Officials also began contemplating various reactions from the community. Jane Blocher, executive director of the Douglas County Chapter of the American Red Cross, said she had received several phone calls from people fearing that evacuees would come to the city and take jobs that "should go to people who live here on a permanent basis."
"There are some pretty strong feelings out there," Blocher said.
But Hack and Phillips said they hoped the community would be supportive of the efforts.
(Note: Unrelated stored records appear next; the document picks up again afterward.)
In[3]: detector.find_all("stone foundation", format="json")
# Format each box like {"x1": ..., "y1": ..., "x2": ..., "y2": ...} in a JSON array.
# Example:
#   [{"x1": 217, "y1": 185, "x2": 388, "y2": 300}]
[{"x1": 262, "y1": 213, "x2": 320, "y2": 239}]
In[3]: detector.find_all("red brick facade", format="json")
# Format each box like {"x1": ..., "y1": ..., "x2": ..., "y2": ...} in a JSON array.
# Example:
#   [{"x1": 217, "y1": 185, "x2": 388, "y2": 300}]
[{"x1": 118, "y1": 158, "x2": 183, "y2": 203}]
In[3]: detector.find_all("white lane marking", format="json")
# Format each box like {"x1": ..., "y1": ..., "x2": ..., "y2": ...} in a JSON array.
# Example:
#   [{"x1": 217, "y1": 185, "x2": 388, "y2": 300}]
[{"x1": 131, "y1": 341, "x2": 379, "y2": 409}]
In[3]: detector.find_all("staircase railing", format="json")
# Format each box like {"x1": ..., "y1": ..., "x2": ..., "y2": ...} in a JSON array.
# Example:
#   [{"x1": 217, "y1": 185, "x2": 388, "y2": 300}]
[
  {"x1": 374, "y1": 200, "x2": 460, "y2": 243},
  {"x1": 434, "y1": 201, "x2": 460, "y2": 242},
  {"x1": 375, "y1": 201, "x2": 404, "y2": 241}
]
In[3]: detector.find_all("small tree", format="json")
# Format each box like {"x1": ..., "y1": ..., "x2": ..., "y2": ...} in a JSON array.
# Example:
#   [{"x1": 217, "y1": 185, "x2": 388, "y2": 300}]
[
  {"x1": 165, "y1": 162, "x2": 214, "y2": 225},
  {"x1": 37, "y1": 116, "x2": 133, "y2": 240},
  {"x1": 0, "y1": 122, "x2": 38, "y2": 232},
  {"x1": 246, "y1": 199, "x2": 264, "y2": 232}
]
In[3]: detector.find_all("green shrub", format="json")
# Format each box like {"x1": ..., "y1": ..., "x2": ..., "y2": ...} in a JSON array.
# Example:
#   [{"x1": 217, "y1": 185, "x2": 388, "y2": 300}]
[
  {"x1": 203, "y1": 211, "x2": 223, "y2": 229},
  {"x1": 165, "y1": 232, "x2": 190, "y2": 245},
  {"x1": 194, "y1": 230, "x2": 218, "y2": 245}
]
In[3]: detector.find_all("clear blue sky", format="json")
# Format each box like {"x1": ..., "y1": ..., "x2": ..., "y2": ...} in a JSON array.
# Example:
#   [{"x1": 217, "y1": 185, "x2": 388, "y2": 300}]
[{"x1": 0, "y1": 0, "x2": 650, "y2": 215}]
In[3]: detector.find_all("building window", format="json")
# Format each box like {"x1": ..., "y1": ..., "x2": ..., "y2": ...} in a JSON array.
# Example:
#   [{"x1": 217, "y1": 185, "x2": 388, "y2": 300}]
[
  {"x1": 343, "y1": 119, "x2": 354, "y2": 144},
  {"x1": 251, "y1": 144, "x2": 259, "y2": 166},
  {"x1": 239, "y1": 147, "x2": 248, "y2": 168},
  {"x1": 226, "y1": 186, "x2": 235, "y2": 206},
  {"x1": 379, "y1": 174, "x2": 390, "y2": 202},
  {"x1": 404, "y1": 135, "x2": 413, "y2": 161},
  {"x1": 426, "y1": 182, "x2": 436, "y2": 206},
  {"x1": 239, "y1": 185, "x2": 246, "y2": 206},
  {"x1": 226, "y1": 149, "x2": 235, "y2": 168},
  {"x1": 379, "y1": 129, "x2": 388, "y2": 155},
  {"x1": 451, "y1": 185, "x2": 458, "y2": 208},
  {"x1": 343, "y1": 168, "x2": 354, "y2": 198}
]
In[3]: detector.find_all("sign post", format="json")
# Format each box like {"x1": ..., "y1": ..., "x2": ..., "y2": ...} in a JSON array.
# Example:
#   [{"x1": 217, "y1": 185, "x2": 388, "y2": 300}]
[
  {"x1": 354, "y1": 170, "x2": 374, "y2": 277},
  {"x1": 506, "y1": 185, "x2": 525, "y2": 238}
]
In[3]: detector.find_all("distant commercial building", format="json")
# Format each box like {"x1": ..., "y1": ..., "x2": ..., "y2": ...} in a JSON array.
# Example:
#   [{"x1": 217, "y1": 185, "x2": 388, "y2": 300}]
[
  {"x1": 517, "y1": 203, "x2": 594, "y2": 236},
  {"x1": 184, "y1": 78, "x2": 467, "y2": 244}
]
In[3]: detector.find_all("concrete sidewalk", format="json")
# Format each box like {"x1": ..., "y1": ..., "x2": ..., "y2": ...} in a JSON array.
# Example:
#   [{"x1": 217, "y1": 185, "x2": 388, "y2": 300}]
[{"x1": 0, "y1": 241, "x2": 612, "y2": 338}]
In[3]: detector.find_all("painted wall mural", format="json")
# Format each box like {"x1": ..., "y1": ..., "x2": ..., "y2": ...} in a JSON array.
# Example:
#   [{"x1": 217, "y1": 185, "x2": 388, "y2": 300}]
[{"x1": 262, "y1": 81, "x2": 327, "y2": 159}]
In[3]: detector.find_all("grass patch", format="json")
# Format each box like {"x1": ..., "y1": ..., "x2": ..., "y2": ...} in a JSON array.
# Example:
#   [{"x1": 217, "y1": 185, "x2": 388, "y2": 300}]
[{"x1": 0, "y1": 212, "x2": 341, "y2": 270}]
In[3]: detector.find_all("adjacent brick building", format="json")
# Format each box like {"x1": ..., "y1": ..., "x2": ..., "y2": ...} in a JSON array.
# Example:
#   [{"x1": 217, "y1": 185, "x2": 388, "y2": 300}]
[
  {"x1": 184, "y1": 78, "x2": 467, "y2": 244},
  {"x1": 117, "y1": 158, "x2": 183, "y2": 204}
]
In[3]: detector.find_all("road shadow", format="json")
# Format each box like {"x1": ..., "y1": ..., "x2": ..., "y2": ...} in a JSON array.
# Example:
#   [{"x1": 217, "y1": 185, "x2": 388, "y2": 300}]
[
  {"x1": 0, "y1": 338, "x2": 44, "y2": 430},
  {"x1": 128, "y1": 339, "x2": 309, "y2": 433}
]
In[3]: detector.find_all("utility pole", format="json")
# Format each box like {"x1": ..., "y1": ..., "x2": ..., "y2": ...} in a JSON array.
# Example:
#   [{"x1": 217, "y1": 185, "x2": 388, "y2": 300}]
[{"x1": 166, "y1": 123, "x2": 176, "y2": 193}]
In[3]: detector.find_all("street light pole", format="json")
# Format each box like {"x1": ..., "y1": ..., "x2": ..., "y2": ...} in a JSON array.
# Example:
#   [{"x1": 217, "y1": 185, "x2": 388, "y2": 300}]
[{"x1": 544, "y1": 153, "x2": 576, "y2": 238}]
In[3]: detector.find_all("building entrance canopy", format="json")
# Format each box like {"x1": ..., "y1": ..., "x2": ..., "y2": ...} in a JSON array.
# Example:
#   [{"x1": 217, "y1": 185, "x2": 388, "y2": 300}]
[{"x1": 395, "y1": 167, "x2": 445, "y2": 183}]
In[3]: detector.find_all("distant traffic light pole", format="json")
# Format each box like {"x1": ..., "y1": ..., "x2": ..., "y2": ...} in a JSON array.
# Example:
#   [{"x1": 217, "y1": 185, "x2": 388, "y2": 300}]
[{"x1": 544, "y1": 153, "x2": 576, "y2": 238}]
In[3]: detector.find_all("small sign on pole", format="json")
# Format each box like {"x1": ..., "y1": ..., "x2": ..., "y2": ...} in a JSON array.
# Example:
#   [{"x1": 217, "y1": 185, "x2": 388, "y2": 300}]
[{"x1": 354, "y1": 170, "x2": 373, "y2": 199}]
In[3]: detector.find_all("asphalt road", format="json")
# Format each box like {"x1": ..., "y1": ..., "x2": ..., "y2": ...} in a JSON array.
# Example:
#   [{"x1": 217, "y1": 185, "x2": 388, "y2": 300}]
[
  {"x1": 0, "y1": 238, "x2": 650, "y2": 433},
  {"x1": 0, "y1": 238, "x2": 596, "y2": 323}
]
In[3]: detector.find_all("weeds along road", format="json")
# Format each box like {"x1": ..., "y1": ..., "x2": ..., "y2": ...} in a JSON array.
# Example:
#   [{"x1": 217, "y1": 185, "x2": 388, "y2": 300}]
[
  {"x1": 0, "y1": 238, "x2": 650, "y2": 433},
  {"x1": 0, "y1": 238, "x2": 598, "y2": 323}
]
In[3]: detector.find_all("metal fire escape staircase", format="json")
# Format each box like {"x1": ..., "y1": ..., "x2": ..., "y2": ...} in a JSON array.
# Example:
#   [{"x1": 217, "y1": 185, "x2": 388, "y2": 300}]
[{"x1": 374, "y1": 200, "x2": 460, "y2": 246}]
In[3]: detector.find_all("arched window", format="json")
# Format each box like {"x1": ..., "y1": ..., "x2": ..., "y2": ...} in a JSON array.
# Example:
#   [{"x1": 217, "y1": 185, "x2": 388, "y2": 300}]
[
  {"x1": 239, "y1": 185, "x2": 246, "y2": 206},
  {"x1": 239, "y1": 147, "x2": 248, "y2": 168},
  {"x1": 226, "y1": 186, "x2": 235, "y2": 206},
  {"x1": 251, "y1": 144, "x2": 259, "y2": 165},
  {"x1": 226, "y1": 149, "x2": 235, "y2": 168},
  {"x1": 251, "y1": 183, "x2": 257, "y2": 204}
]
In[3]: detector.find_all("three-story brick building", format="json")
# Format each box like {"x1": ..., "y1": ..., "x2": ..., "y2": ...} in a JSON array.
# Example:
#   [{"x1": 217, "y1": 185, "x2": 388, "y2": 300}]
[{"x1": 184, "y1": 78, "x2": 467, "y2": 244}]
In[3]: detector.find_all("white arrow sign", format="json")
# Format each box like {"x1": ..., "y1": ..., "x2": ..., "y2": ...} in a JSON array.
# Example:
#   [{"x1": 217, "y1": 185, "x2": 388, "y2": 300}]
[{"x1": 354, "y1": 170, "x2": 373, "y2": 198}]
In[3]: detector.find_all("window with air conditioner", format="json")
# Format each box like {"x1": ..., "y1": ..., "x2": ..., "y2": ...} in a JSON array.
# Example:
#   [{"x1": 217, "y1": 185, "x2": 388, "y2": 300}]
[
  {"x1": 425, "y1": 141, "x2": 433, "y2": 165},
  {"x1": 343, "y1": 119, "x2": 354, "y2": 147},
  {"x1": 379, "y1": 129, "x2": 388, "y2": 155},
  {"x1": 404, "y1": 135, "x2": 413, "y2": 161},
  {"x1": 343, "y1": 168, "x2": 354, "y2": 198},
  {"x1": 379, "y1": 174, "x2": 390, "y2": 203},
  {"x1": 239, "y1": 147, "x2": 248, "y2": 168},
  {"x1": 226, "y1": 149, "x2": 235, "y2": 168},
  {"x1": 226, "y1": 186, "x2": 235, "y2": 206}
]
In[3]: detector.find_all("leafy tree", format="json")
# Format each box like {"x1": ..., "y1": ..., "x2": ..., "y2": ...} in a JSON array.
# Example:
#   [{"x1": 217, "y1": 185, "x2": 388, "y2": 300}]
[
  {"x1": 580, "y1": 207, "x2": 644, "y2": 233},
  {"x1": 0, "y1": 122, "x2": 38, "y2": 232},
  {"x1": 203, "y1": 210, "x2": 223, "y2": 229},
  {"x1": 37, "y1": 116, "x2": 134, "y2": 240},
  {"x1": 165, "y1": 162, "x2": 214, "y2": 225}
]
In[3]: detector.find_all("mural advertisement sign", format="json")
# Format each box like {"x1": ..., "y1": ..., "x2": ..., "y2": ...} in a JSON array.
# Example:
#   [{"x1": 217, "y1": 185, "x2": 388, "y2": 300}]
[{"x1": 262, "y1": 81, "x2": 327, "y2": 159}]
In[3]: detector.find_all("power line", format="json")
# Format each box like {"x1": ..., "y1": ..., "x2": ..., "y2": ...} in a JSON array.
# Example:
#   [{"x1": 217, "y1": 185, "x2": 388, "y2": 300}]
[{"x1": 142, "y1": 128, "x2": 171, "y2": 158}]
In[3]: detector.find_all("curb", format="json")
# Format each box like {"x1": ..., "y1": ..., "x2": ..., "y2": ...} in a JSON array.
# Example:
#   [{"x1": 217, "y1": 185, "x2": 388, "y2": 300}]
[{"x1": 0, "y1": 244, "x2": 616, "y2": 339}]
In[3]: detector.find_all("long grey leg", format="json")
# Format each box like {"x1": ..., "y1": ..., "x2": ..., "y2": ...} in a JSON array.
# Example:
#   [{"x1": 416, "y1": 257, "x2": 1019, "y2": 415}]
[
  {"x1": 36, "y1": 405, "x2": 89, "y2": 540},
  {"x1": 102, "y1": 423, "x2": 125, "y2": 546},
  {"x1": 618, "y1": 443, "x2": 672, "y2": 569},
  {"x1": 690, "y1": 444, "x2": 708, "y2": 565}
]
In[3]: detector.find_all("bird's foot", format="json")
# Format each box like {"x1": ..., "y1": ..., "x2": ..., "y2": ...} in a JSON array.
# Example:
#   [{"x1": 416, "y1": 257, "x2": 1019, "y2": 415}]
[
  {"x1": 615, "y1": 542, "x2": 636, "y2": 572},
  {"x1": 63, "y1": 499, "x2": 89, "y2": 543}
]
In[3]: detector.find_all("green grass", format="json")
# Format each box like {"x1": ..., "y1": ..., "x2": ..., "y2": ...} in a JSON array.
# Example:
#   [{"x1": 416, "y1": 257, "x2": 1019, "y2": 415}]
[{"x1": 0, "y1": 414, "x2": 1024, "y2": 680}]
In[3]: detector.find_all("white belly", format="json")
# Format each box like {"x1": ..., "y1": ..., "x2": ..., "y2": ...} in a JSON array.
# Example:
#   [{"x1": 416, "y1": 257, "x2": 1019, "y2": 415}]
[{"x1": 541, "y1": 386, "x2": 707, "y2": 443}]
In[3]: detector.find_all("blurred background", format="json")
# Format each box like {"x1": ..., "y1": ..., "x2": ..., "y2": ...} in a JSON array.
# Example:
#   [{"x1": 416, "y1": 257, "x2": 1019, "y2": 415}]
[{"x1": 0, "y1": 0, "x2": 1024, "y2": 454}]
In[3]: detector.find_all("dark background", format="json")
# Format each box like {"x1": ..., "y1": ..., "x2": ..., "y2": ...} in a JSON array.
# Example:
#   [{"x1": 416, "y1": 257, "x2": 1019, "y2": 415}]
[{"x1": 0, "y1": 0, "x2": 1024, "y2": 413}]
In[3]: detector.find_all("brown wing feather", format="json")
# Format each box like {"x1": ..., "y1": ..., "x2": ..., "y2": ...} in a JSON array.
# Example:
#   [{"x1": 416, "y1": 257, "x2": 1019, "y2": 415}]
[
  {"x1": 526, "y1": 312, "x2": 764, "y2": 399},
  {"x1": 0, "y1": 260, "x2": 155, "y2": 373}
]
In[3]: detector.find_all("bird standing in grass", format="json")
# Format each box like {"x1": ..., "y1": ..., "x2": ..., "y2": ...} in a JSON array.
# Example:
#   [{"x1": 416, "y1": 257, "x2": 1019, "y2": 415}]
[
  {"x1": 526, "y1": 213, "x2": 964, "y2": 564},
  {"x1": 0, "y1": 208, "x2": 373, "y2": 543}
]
"We will treat these people with respect and dignity," Phillips said. "They are our neighbors."
Several students who were in the Robinson Center on Wednesday applauded the move.
"It is exciting that KU is finally getting involved to help," said Ashley Moore, a KU sophomore. "We're all one country, and we should all work together."
Phillips said she did not have a timeline to know whether Lawrence would be called to action. She said Iowa on Wednesday morning had been given 24 hours notice that evacuees were on the way. Kansas is thought to be next on the list.
"I could get the phone call in five minutes or in five days," Phillips said.
Costs to set up a shelter in Lawrence are not known. But any work or services provided by government agencies, including KU, are expected to be reimbursed. Sebelius filed paperwork with the White House on Tuesday seeking 100 percent reimbursement for evacuee care.
Plans call for the shelter to be open for 30 days. But Douglas County leaders said they had to prepare to help evacuees for longer.
"I think we all know that New Orleans will not be back to normal in 30 days," said Douglas County Administrator Craig Weinaug.
Phillips said the community likely needed to think about how it could help people find longer-term housing and jobs in the Lawrence area after the 30-day period.
Several nonprofit leaders also expressed nervousness about what could come their way. Marcia Epstein, director of Headquarters Counseling Center, said there was concern that people's financial giving to the hurricane relief efforts may hurt local fundraising efforts for nonhurricane-related activities.
"People need to remember to give above and beyond what they would normally give to this community," Epstein said. "We can't lose sight of the ongoing needs we have in our community. But we'll make all this work because we have great people here."